According to literature review, it is seen that the hybrid method with deep learning algorithms is in the fore and outperforms the single method and classical machine learning algorithms.

The main contributions of this study are as follows:

  • A simple and applicable forecasting model based on DWT-BILSTM algorithm has been proposed.

  • The effects of meteorological parameters in prediction accuracy have been investigated.

  • The performance of different deep learning algorithms containing RNN, LSTM, and BILSTM has been compared.

  • A second test has been performed to demonstrate the applicability of one the proposed models.

The methodologies of proposed models are explained theoretically in Sect. 2, and experimental results and discussions are given in Sect. 3. Then, the conclusions are given in Sect. 4.

2 Methodology

In this section, the main techniques used in the proposed models are introduced briefly.

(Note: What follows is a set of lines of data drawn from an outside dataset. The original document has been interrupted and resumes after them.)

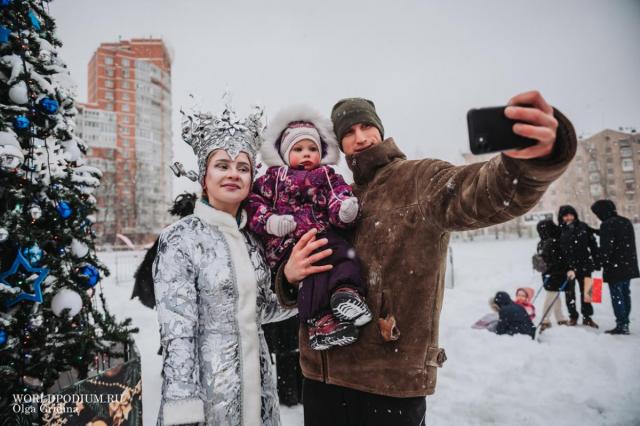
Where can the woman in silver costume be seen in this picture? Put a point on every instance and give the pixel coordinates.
(212, 288)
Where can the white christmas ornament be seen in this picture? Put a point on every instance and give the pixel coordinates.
(35, 211)
(18, 93)
(79, 249)
(11, 155)
(66, 299)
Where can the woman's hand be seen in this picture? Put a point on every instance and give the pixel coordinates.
(300, 263)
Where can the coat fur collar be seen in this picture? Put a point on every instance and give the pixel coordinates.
(366, 164)
(223, 220)
(269, 151)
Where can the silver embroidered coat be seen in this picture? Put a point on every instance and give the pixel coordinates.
(208, 370)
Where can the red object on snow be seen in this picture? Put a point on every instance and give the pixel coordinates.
(596, 290)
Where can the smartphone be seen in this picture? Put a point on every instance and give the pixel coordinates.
(491, 131)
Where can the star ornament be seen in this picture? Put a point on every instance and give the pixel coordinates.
(37, 284)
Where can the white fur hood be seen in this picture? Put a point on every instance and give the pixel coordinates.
(269, 152)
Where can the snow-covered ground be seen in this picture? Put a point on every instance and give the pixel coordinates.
(573, 376)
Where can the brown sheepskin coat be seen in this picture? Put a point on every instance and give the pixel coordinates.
(409, 208)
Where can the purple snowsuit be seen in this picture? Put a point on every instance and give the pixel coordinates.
(313, 198)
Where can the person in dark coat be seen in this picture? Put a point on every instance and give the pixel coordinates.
(143, 287)
(513, 318)
(580, 250)
(619, 260)
(554, 270)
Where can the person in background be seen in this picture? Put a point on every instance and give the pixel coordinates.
(580, 250)
(524, 296)
(619, 260)
(553, 268)
(513, 317)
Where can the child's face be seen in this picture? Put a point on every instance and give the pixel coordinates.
(304, 154)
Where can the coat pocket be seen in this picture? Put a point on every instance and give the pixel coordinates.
(436, 357)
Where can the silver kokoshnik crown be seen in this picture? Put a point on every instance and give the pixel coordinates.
(206, 132)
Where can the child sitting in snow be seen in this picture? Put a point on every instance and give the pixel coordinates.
(524, 295)
(300, 192)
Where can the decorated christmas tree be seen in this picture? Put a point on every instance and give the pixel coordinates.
(53, 316)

2.1 Determination of weather type

Weather type information is quite essential for the day-ahead solar radiation/power forecasting. In practice, this knowledge is obtained with high accuracy. In order to determine the weather type, firstly, the clearness index (K) should be calculated. Two methods are used in the literature to determine the clearness index for forecasting applications. The first one is the ratio of the solar radiation diffuse on the horizontal axis to the global solar radiation [16]. The second one, which has been used in this study because the solar radiation dataset has only global solar irradiation, is the ratio of global solar radiation to extraterrestrial solar radiation as in (1) [19].

$$ K = {\text{GHI}}_{m} /{\text{GHI}}_{{{\text{ext}}}} $$
(1)

To calculate extraterrestrial global horizontal solar irradiation (GHIext), the following equations have been used, where Isc is the solar constant and considered as 1367 W/m2. N is the day number of days from January 1; ∅ is 41° latitude for Trabzon; and δ is the declination angle.

$$ {\text{GHI}}_{{{\text{ext}}}} = \frac{{24I_{o} }}{\pi }[\cos (\phi )\cos (\delta )\sin (w_{{{\text{sr}}}} ) + w_{{{\text{sr}}}} \sin (\phi )\sin (\delta )] $$
(2)
$$ w_{{{\text{sr}}}} = \cos^{ - 1} ( - \tan (\phi )\tan (\delta )) $$
(3)
$$ I_{{\text{o}}} = I_{{{\text{sc}}}} \left[ {1 + 0.33\cos \left( {\frac{360N}{{365}}} \right)} \right] $$
(4)
$$ \delta = 23.45\sin \left[ {\frac{284 + N}{{365}}} \right] $$
(5)

The weather type is determined by the clearness index K as follows: sunny day (K > 0.45), cloudy (0.25 < K < 0.45), and rainy day (K < 0.25).

2.2 Discrete wavelet transform (DWT)

The wavelet transform is a method used for time frequency analysis of time varying data. It can be used to analyze sub-functions in different frequencies in the data without losing time information. In the wavelet transform, the wavelets created by scaling and shifting the mother wavelet are multiplied by the original signal in all time intervals. As a result of the transformation, wavelet coefficients representing scale and position functions are obtained. If the scaling and translation are in continuous steps, it is called continuous wavelet transform, and if it is discretely, then, it is called a discrete wavelet transform. Discrete wavelet transform is preferred because it processes less data and is faster. The wavelet function and the discrete wavelet transform are described as follows, where t is time, a is a time dilation, and b is a time translation [29].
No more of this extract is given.